Asprea” di Gallina, gli studenti della scuola Secondaria di primo grado hanno
incontrato alcuni membri della società TeknoService, addetta alla raccolta, trasporto
rifiuti solidi urbani e ingombranti, allo spazzamento stradale, raccolte
differenziate e altro sul territorio, attività catalizzata dall’associazione
Differenziamoci differenziando.
Un incontro in perfetto
accordo con la progettualità dell’Istituto, che vede nella sostenibilità
ambientale, nella educazione al rispetto del patrimonio paesaggistico e
culturale, nei principi della legalità, valori imprescindibili per la
formazione dei futuri cittadini, come ha sottolineato in apertura il Dirigente
scolastico, ing. Antonino Giuseppe Ubaldini. Si è parlato di obiettivi
dell’Agenda 2030, in particolare di sostenibilità ambientale e dell’importanza
di effettuare una corretta raccolta differenziata e dei vantaggi del riciclo,
alla luce dei sempre più evidenti cambiamenti climatici, nella prospettiva di
un’economia circolare. Focus sulla raccolta differenziata che converte quasi
tutto ciò che si butta in nuovi articoli, che dà la possibilità di creare nuovi
oggetti che possono essere utili per la comunità o per il pianeta, assicurando
che nessuna parte dell'energia e delle materie prime utilizzate per la
produzione vada sprecata, nel totale rispetto della salute umana e del pianeta.
Consigli e indicazioni per realizzare una corretta raccolta differenziata e per
evitare gli sprechi.
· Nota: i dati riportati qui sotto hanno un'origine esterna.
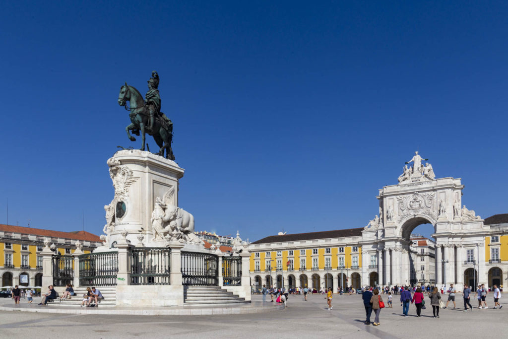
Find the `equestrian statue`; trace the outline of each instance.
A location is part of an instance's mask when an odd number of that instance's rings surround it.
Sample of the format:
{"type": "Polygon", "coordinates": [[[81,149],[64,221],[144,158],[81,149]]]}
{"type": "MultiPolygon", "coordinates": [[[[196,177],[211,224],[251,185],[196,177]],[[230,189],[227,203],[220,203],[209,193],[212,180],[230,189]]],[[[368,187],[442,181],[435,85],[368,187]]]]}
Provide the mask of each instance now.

Dalla conversazione e dagli spunti offerti ai ragazzi e
alle ragazze è emerso che la salvaguardia del nostro pianeta è responsabilità
di tutti e che ciascuno può dare adesso il suo contributo, a partire dai
piccoli gesti quotidiani che sembrano insignificanti. L’Istituto Moscato, alla
luce del concetto di riciclo, ha aderito alla proposta della TecknoService di usare,
per la raccolta differenziata nelle classi, i contenitori di plastica adoperati
per la distribuzione di acqua e al posizionamento, nel cortile adiacente
al plesso “V. Asprea”, di una postazione di raccolta dell’olio esausto che
verrà convertito in sapone e offerto all’Istituto stesso. Le domande degli
alunni e delle alunne hanno consentito di chiarire come, dal rifiuto, possa nascere
una opportunità, prendendo come modello proprio la natura che recupera tutto,
rimettendolo in circolo. La parola d’ordine, dunque, è evitare gli sprechi,
ottimizzando il riciclo e incentivando il riutilizzo per vivere meglio.